Josh M. Leavitt – February 25, 2014
Clients are often surprised to find out that contract provisions they thought protected them are, in fact, not enforceable. This certainly can be because the contract wasn’t prepared by a seasoned construction lawyer. But even the most sophisticated clients can be caught by surprise when they discover that the enforceability of many critical risk-shifting provisions often depends on the state where a construction project is located, and on trends and changes in the law of the applicable state. It can be a mistake to think there is such a thing as a “one state fits all” model form construction or design contract.
For example, over time, legislatures have responded to lobbying efforts by passing laws to protect contractors with so-called fairness legislation. These include laws such as prompt payment acts (designed to protect contractors from slow-paying public and private owners), anti-indemnity acts (which limit the enforceability of broad indemnity clauses requiring contractors and designers to reimburse or defend project owners and other “upstream parties” from claims), and choice of law and forum statutes (which prevent parties from requiring the applicable law to be the law of another state rather than the state where a project is located).
Similarly, appellate courts have imposed judge-made law or interpreted statutes and contracts to yield certain results they deem fair or “intended” by the legislature or parties to contracts. Examples include judicial decisions curbing the enforceability of liability limitations clauses (which limit an owner’s liability to specific amounts such as the fee paid to a designer), no damages for delay clauses (which are intended to prevent “downstream” contractors and designers from asserting claims for damages caused by delays and disruptions), and pay when paid clauses and pay if paid clauses (which condition payment to a downstream party such as a subcontractor on receipt of payment from an upstream party such as an owner).
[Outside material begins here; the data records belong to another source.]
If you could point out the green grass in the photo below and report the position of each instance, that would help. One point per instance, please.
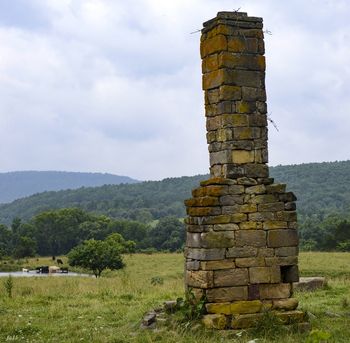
(109, 309)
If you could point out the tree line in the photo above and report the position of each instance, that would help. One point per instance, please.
(56, 232)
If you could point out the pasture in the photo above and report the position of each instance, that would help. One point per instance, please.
(109, 309)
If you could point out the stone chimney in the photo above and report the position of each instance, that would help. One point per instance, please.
(242, 241)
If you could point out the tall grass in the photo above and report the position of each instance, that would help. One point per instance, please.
(109, 309)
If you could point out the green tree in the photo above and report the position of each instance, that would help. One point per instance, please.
(98, 255)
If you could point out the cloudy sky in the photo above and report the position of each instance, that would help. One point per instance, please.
(115, 86)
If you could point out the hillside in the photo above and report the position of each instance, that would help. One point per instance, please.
(15, 185)
(320, 187)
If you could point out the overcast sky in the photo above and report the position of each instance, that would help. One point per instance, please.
(115, 86)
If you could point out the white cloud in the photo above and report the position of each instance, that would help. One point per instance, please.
(115, 86)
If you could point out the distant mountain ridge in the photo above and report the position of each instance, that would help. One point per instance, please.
(19, 184)
(321, 188)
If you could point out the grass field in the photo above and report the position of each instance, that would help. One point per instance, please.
(109, 309)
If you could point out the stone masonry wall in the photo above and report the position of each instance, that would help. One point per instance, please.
(242, 242)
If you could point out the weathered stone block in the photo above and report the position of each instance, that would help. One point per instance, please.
(234, 120)
(250, 262)
(251, 238)
(230, 93)
(199, 278)
(242, 156)
(192, 265)
(231, 277)
(243, 45)
(250, 225)
(215, 321)
(248, 208)
(230, 200)
(260, 275)
(247, 251)
(261, 216)
(275, 224)
(202, 202)
(203, 211)
(280, 238)
(217, 265)
(212, 45)
(218, 239)
(245, 321)
(226, 294)
(286, 251)
(205, 254)
(226, 227)
(275, 291)
(274, 206)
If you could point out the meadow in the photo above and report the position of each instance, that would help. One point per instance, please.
(110, 309)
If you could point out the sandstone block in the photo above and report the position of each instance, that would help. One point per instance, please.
(263, 199)
(274, 206)
(250, 225)
(216, 78)
(219, 308)
(242, 156)
(234, 120)
(253, 94)
(275, 224)
(285, 304)
(217, 181)
(261, 216)
(217, 239)
(230, 277)
(280, 238)
(258, 189)
(291, 317)
(236, 189)
(227, 294)
(193, 240)
(230, 200)
(210, 63)
(248, 208)
(205, 254)
(202, 202)
(212, 45)
(226, 227)
(199, 278)
(286, 215)
(281, 261)
(250, 262)
(243, 45)
(255, 170)
(247, 251)
(259, 120)
(251, 238)
(212, 191)
(192, 265)
(217, 265)
(286, 251)
(245, 307)
(215, 321)
(230, 93)
(275, 291)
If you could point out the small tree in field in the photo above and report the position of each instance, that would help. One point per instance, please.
(99, 255)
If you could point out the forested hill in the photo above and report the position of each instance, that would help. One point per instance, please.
(15, 185)
(321, 188)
Sometimes the exceptions to the enforceability of traditionally enforced clauses are so wide that, without well-drafted clauses, courts will not readily enforce them or may only enforce them after facts are proven at expensive trials or arbitrations. Sometimes courts will not enforce certain types of clauses at all, no matter how they are drafted. Sometimes negotiating an effective clause so exposes issues to the other party that, as a practical matter, the protections being sought become difficult to negotiate. Sometimes the law is simply not clear whether a contract right can or cannot be enforced.
Knowing these rules, and where and how they apply, can be critical. Over the next year, in a series of articles, we will discuss ways to identify some of these troublesome issues, describe their disparate treatment in different jurisdictions and offer potential strategies for addressing them.